Note: Duplicate metric identifiers are not currently detected at build time. See bug 1578383 for progress on that. However, the probe_scraper process, which runs nightly, will detect duplicate metrics and e-mail the notification_emails associated with the given metrics.

Be as specific as possible

More broadly, you should choose the names of metrics to be as specific as possible. It is not necessary to put the type of the metric in the category or name, since this information is retained in other ways through the entire end-to-end system.

For example, if defining a set of events related to search, put them in a category called search, rather than just events or search_events. The events word here would be redundant.

What if none of these metric types is the right fit?

The current set of metrics the Glean SDK supports is based on known common use cases, but new use cases are discovered all the time.

Please reach out to us on #glean:mozilla.org. If you think you need a new metric type, we have a process for that.

How do I make sure my metric is working?

The Glean SDK has rich support for writing unit tests involving metrics. Writing a good unit test is a large topic, but in general, you should write unit tests for all new telemetry that does the following:

  • Performs the operation being measured.

  • Asserts that metrics contain the expected data, using the testGetValue API on the metric.

  • Where applicable, asserts that no errors are recorded, such as when values are out of range, using the testGetNumRecordedErrors API.

In addition to unit tests, it is good practice to validate the incoming data for the new metric on a pre-release channel to make sure things are working as expected.

Adding the metric to the metrics.yaml file

The metrics.yaml file defines the metrics your application or library will send. They are organized into categories. The overall organization is:

# Required to indicate this is a `metrics.yaml` file
$schema: moz://mozilla.org/schemas/glean/metrics/1-0-0

toolbar:
  click:
    type: event
    description: |
      Event to record toolbar clicks.
    notification_emails:
      - CHANGE-ME@example.com
    bugs:
      - https://bugzilla.mozilla.org/123456789/
    data_reviews:
      - http://example.com/path/to/data-review
    expires: 2019-06-01  # <-- Update to a date in the future

  double_click:
    ...

category2.subcategory:  # Categories can contain subcategories using `.`
  metric:
    ...

The details of the metric parameters are described in metric parameters.

The metrics.yaml file is used to generate code in the target language (e.g. Kotlin, Swift, ...) that becomes the public API to access your application's metrics.

Using the metric from your code

The reference documentation for each metric type goes into detail about using each metric type from your code.

One thing to note is that we try to adhere to the coding conventions of each language wherever possible, to the metric name in the metrics.yaml (which is in snake_case) may be changed to some other case convention, such as camelCase, when used from code.
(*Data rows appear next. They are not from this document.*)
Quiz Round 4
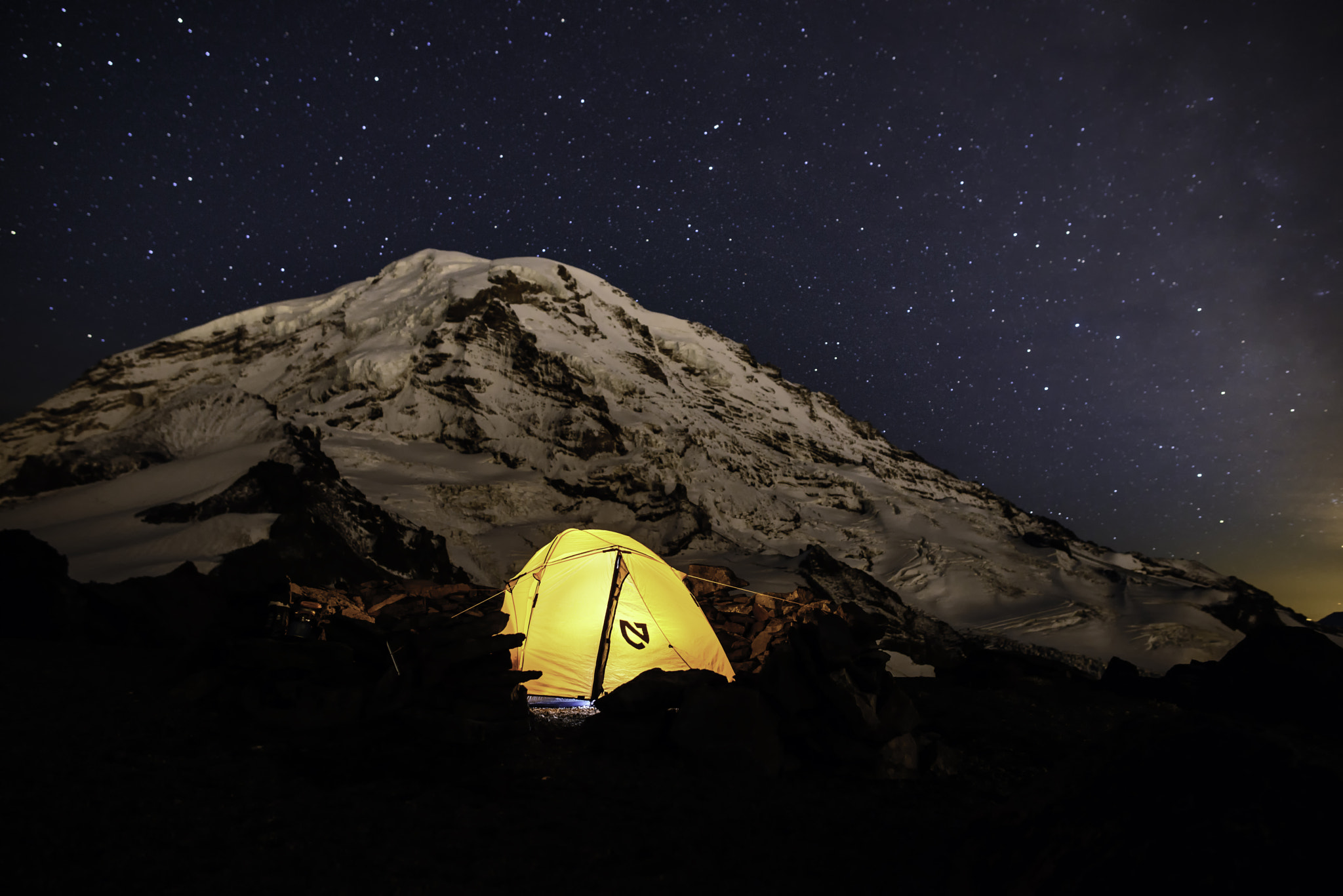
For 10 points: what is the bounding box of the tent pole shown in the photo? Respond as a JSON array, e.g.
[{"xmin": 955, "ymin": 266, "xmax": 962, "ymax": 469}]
[{"xmin": 590, "ymin": 549, "xmax": 622, "ymax": 700}]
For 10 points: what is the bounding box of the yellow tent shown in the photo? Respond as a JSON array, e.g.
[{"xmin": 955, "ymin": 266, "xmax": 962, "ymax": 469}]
[{"xmin": 504, "ymin": 529, "xmax": 733, "ymax": 700}]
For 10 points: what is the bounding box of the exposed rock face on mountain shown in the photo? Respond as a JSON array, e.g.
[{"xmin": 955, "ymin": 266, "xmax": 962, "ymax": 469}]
[{"xmin": 0, "ymin": 250, "xmax": 1298, "ymax": 671}]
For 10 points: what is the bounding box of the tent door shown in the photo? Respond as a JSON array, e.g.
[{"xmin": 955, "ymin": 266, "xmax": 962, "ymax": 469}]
[{"xmin": 592, "ymin": 549, "xmax": 630, "ymax": 700}]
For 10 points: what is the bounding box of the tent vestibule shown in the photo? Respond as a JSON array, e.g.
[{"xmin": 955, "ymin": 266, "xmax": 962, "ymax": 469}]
[{"xmin": 504, "ymin": 529, "xmax": 733, "ymax": 700}]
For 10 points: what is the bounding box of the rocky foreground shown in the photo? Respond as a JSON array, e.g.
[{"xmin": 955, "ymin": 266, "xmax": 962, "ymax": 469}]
[{"xmin": 8, "ymin": 536, "xmax": 1343, "ymax": 893}]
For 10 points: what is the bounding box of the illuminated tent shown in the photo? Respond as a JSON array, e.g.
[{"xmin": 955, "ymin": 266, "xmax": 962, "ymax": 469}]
[{"xmin": 504, "ymin": 529, "xmax": 733, "ymax": 700}]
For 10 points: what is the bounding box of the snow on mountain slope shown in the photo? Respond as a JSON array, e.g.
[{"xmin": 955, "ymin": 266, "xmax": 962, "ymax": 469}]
[{"xmin": 0, "ymin": 250, "xmax": 1272, "ymax": 671}]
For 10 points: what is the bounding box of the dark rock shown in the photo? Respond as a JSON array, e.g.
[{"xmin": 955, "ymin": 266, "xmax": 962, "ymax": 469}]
[
  {"xmin": 593, "ymin": 669, "xmax": 728, "ymax": 716},
  {"xmin": 0, "ymin": 529, "xmax": 78, "ymax": 638},
  {"xmin": 1205, "ymin": 626, "xmax": 1343, "ymax": 733},
  {"xmin": 672, "ymin": 685, "xmax": 783, "ymax": 778},
  {"xmin": 798, "ymin": 545, "xmax": 964, "ymax": 668}
]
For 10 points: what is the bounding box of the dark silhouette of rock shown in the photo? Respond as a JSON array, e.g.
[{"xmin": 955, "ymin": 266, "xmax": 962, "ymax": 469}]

Category and metric names in the metrics.yaml are in snake_case, but given the Kotlin coding standards defined by ktlint, these identifiers must be camelCase in Kotlin. For example, the metric defined in the metrics.yaml as:

views:
  login_opened:
    ...

is accessible in Kotlin as:

import org.mozilla.yourApplication.GleanMetrics.Views
GleanMetrics.Views.loginOpened...

Category and metric names in the metrics.yaml are in snake_case, but given the Swift coding standards defined by swiftlint, these identifiers must be camelCase in Swift. For example, the metric defined in the metrics.yaml as:

views:
  login_opened:
    ...

is accessible in Kotlin as:

GleanMetrics.Views.loginOpened...

Category and metric names in the metrics.yaml are in snake_case, which matches the PEP8 standard, so no translation is needed for Python.

TODO. To be implemented in this bug.